Darlene Currie, the late Wendy Ladner-Beaudry and Shirley (Gordon) Olafsson were celebrated in the permanent exhibit celebrating women who have made a difference through sports for girls and women in British Columbia, whether through their own athletic excellence or by increasing opportunities for others. They join 40 additional women and teams who have been honored since the program began.
Darlene Currie, Shirley Olafsson and Michel Beaudry, husband of honoree Wendy Ladner-Beaudry
Despite being born with a clubfoot, honoree Shirley (Gordon) Olafsson became one of the worlds top high jumpers. As a child growing up with a club foot and many surgeries, I was always told I couldn’t do anything in sport, she said. But I grew up and won championships, and I did it against able-bodied people.
Olafsson was so strongly motivated; she adapted the scissor technique in order to compete in the high jump, developing a unique style to accommodate her immovable left ankle. She went on to represent Canada at the 1948 London Olympics, and remained BCs champion jumper from 1945-1952. She also excelled in basketball and field hockey. You just have to keep on going. I struggled and struggled, even though I had not a hope in hell. In addition to her Olympic history, Olafsson has had a long and distinguished career as a coach, administrator and role model.
In Beijing during the 2008 Olympics, Olafsson was the oldest of 852 torch carriers. She has since brought that same Olympic torch into schools, allowing thousands of schoolchildren to run with the torch. Olafsson challenged future Canadian Olympic torchbearers to reach out to their communities in the same fashion, so all Canadians can share in the experience.
Honoree Darlene Currie has inspired and motivated women of all ages with her lifelong participation in sport. Currie played on the Canadian National Women’s basketball team from 1959 to 1968, and then went on to coach the National team before beginning a long career of coaching in schools. Sport is fun, she said simply of her continued involvement with sport. You meet so many people and you want to share the good times.
Currie has continued to spread that sense of fun and community her entire life, notably helping to promote the involvement of older women in sports.
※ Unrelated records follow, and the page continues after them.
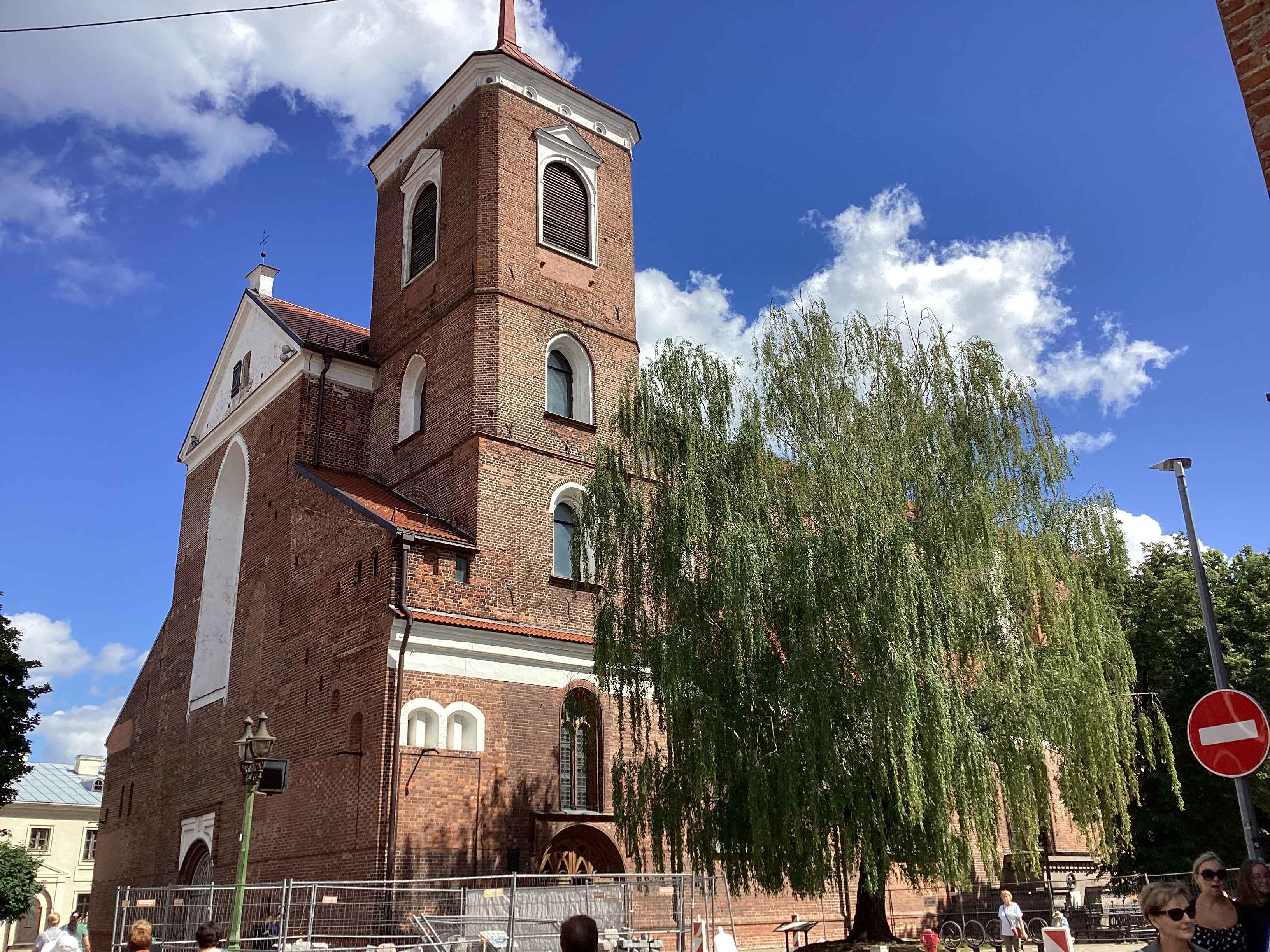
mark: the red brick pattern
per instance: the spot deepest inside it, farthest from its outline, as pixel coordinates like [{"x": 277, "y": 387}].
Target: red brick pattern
[
  {"x": 1247, "y": 32},
  {"x": 318, "y": 577}
]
She was instrumental in starting a curling league for older beginners and won gold in the 2005 World Masters Games with what a later documentary later dubbed, The Oldest Basketball Team in the World.
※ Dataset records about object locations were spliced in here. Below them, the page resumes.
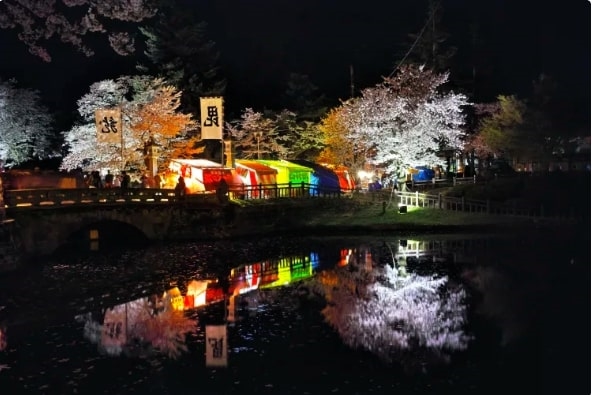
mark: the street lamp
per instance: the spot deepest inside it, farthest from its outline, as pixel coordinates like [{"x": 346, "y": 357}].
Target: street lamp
[{"x": 258, "y": 136}]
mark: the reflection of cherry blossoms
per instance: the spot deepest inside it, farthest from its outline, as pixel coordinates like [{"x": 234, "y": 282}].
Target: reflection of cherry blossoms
[
  {"x": 139, "y": 327},
  {"x": 388, "y": 313}
]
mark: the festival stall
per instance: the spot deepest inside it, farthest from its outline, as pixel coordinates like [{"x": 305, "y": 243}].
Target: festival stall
[
  {"x": 325, "y": 179},
  {"x": 289, "y": 172},
  {"x": 346, "y": 181},
  {"x": 202, "y": 175},
  {"x": 254, "y": 174}
]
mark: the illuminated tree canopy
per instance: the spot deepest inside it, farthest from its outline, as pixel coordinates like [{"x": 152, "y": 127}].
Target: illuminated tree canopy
[
  {"x": 71, "y": 20},
  {"x": 26, "y": 130},
  {"x": 148, "y": 114},
  {"x": 407, "y": 119}
]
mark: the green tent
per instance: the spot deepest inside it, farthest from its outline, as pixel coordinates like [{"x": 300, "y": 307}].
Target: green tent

The late Wendy Ladner-Beaudry was an exceptional mentor, administrator, volunteer and role model, in addition to being a nationally ranked swimmer, a member of BC and Ontario senior field hockey teams, and a Masters Champion in telemark skiing. Just before her death, Ladner-Beaudry was actively engaged in increasing participation among inactive women and girls from less privileged backgrounds than her own.
Kelly Mann, Chief Executive Officer of the B.C. Games Society, summed up Wendy’s considerable influence on her community, Wendy’s ideas were like pebbles dropped in a pond where the ripple effect of that pebble would connect with the ripples of other organizations to become this great wave of change.
An emotional Michel Beaudry spoke on behalf of his deceased wife. Sports can be a social tool for change, he said. If you teach a young woman about sports and fitness, you have a stronger, healthier, happier person. Wendy’s style of activism was personal and intimate. Wendy was not afraid to work with people one at a time, one on one. Beaudry challenged the crowd to continue Wendy’s work of advocacy and inspiration. Its important to realize how much we can change things if we try.